Configure an AT-TLS profile for HTTPS on the z/OS® system you want to use for the IBM® MFA web services started task.

Before you begin

You must satisfy the following prerequisites before you configure an AT-TLS profile:
  • You must have already installed and configured z/OS Communications Server and should be familiar with Application Transparent Transport Layer Security (AT- TLS) policies.
    Important: A sample AT-TLS policy is included in SYS1.SAZFSAMP(AZFTTLSX). IBM strongly recommends that if you are not already familiar with AT-TLS policies, you should start with this sample. User changeable parameters are indicated by ?XYZ?.
  • This procedure assumes that you are using a public CA. It is strongly recommended that you use a certificate issued by a well-known certificate authority (CA).
  • Subject Alternative Name (SAN) is an extension to X.509 that allows multiple values (email addresses, IP addresses, DNS host names, and so forth) that a certificate should match to be associated with the certificate using a subjectAltName field. When ordering server certificates to use with IBM MFA web services, ensure that you specify Subject Alternate Names that cover all names that a user may enter into their browser to reach the server. For example, assume you have an LPAR named LP13 with two TCP/IP stacks, and the host names are lp13 and lp13tcpip2. The Subject Alternate Name attributes should be as follows. The DNS names and IP addresses are for example purposes only.
    DNS Name=lp13.yourcompany.com
    DNS Name=lp13
    DNS Name=lp13tcpip2.yourcompany.com
    DNS Name=lp13tcpip2
    DNS Name=10.168.54.96
    DNS Name=192.168.55.113
    IP Address=10.168.54.96
    IP Address=192.168.55.113
    When you specify Subject Alternate Names, the base Subject Distinguished Name (DN) CN attribute is not used by the browser to validate the certificate. See https://tools.ietf.org/html/rfc6125 for reference information.

This procedure briefly summarizes the steps to create an AT-TLS policy for your convenience. See z/OS Communications Server: IP Configuration Guide and z/OS Communications Server: IP Configuration Reference for complete information.

You might also find (IBM z/OS V2R1 Communications Server TCP/IP Implementation Volume 4: Security and Policy-Based Networking http://www.redbooks.ibm.com/redbooks/pdfs/sg248099.pdf) to be a useful resource.

About this task

AT-TLS policy conditions consist of a variety of selection criteria that act as filters for AT-TLS rules. Traffic can be filtered based on local addresses, remote addresses, local port range, remote port range, job name, user identification, and direction.
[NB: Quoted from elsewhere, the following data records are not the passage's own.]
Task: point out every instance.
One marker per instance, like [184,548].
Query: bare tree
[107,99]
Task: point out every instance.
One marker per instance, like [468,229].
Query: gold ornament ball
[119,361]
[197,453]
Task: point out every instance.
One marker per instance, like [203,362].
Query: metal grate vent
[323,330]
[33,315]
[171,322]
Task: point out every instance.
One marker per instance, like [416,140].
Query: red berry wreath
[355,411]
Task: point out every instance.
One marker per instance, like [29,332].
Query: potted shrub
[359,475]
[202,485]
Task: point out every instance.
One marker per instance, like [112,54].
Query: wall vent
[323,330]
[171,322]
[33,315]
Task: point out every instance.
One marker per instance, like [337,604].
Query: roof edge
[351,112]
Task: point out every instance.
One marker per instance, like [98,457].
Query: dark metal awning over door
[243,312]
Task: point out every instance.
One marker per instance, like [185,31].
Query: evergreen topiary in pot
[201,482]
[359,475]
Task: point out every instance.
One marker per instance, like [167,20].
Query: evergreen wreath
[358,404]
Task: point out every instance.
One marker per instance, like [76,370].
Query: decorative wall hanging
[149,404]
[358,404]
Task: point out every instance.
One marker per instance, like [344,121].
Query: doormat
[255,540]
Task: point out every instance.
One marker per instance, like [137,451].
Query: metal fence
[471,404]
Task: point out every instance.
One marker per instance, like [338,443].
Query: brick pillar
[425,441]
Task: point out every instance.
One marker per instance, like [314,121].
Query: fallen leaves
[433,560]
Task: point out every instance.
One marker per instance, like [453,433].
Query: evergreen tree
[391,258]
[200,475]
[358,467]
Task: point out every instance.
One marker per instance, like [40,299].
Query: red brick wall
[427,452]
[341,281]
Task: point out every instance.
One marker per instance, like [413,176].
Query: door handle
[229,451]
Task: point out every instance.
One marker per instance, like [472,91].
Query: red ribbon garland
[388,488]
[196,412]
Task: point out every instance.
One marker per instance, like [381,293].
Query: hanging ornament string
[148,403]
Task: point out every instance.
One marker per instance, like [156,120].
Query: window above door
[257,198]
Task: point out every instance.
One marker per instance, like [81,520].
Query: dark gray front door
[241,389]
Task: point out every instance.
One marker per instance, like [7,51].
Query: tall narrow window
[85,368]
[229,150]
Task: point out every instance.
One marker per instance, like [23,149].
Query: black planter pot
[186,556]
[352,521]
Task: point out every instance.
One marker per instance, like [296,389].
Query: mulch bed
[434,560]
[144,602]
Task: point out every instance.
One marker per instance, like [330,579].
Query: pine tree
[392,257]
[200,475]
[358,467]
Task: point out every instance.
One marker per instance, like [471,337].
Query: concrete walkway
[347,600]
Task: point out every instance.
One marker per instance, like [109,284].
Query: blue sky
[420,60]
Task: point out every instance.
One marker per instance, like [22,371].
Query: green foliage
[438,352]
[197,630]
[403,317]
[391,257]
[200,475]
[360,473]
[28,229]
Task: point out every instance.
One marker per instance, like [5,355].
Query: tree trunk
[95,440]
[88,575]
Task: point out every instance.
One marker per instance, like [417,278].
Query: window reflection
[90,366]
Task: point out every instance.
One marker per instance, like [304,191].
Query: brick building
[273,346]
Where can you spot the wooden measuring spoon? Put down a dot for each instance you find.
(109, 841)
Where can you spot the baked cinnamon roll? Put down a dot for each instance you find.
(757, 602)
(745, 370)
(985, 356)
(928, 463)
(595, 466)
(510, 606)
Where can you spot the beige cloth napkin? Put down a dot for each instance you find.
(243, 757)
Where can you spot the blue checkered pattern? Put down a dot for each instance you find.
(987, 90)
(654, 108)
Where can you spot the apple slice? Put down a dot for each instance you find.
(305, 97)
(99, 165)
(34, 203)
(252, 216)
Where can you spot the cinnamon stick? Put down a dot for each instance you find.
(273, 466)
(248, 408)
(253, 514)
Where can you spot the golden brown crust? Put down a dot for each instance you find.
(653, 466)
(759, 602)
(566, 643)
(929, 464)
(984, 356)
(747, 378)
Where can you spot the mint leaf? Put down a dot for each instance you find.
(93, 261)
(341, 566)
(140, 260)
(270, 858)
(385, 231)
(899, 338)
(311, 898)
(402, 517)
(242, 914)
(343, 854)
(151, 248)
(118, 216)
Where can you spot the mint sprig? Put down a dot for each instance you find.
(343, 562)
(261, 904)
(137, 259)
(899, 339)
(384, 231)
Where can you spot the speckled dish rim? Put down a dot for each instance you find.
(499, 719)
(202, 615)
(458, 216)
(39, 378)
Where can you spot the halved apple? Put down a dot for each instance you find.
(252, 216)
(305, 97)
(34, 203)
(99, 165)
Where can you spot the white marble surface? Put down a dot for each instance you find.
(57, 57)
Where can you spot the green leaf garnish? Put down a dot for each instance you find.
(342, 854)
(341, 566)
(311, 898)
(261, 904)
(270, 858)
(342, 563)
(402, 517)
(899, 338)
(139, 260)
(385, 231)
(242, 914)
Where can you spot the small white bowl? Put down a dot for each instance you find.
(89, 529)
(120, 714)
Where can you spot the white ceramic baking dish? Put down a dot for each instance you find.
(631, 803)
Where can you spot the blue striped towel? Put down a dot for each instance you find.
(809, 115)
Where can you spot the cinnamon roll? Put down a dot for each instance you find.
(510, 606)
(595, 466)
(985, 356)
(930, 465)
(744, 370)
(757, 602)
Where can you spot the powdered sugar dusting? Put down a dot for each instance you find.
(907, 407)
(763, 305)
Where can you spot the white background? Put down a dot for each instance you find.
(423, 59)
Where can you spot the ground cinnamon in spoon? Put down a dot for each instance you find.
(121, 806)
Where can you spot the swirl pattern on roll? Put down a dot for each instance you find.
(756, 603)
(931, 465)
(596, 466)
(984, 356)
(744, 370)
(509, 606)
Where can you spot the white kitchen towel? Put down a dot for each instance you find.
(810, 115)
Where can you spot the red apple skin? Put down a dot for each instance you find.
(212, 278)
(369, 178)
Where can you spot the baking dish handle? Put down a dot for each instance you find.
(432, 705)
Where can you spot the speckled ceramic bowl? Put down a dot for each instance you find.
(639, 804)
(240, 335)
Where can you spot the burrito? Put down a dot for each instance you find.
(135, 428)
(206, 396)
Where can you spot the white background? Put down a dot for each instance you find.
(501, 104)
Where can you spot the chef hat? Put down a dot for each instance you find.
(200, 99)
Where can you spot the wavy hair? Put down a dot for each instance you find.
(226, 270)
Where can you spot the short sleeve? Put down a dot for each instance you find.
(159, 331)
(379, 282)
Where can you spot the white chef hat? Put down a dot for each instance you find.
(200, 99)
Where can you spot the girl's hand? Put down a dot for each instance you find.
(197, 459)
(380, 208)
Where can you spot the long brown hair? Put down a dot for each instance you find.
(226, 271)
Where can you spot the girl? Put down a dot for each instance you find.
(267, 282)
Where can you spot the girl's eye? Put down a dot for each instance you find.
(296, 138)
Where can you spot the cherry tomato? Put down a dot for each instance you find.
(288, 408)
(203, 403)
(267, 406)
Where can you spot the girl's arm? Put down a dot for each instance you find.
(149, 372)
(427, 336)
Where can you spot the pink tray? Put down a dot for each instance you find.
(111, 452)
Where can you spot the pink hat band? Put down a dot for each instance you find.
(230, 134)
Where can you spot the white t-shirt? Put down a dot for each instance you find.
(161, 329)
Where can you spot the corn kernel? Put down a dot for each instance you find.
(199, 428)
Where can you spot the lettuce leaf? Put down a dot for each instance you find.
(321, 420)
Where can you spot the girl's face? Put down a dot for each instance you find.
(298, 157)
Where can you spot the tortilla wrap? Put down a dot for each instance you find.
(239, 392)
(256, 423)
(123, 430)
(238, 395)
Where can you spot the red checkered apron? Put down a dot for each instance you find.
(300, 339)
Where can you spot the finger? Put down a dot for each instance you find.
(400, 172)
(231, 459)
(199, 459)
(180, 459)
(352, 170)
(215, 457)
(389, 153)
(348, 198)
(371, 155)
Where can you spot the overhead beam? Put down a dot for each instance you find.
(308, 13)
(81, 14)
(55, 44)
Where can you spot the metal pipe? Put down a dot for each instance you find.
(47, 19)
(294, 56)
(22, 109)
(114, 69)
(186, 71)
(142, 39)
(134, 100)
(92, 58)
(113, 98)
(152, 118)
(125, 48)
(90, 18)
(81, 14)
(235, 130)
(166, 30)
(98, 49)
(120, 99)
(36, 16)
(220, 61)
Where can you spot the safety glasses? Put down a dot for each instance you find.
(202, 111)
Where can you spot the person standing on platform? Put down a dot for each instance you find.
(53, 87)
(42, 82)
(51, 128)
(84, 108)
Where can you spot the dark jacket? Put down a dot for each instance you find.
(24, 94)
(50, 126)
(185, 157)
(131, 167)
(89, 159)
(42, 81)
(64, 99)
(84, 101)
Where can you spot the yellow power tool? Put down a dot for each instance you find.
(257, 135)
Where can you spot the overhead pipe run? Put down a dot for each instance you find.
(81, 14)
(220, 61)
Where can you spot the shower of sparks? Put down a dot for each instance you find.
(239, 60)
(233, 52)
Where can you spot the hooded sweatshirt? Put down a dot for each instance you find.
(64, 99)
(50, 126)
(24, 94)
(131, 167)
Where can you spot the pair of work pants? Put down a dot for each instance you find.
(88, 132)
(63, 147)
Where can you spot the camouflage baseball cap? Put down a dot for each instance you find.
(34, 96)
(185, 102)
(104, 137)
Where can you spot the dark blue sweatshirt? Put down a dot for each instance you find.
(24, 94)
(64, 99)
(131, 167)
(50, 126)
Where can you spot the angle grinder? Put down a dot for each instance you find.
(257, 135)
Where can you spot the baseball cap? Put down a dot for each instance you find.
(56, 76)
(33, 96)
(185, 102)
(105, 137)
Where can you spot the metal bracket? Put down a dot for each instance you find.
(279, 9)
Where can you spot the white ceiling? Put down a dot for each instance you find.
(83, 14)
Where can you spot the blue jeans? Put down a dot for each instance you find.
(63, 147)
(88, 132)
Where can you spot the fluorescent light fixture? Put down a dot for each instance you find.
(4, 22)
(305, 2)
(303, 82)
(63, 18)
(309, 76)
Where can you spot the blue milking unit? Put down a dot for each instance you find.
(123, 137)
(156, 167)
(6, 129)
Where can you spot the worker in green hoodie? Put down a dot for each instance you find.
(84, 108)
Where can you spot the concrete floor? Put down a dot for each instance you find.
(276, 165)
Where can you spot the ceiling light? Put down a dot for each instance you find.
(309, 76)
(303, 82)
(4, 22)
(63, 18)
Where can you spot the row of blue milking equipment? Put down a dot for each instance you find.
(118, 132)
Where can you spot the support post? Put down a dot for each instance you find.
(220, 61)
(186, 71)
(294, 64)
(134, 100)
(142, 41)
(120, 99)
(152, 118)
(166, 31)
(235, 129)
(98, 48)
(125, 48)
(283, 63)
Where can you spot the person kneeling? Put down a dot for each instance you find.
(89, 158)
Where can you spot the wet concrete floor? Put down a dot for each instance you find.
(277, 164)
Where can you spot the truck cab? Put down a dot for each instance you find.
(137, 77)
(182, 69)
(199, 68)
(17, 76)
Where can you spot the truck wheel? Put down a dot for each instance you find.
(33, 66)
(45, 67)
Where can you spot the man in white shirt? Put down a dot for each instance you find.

On the z/OS system you want to use for the IBM MFA web services started task, perform the following tasks:
Important: The ALTNAME portion of the SYS1.SAZFSAMP(AZFTTLSX) sample describes how to specify more than one IP address to contact the IBM MFA server.

Procedure

  1. Create the certificate authority if you do not already have one. This command creates a new CA certificate (and private key) and adds it to the CERTAUTH store. Replace ?CA-yyyy-mm-dd? with the preferred expiration date of the CA certificate.
    RACDCERT GENCERT CERTAUTH SUBJECTSDN(CN('MFA CERT AUTH')) SIZE(2048) 
    NOTAFTER(DATE(?CA-yyyy-mm-dd?)) WITHLABEL('server cert root CA label') 
    KEYUSAGE(CERTSIGN)
  2. Refresh the RACF® DIGTCERT class.
    SETROPTS RACLIST(DIGTCERT) REFRESH
  3. It is a best practice to also create an intermediate certificate authority if you do not already have one. This command creates a new intermediate CA certificate (and private key) and adds it to the CERTAUTH store. Replace ?CA-yyyy-mm-dd? with the preferred expiration date of the CA certificate.
    RACDCERT GENCERT CERTAUTH SUBJECTSDN(CN('MFA INTERMEDIATE CERT AUTH')) SIZE(2048)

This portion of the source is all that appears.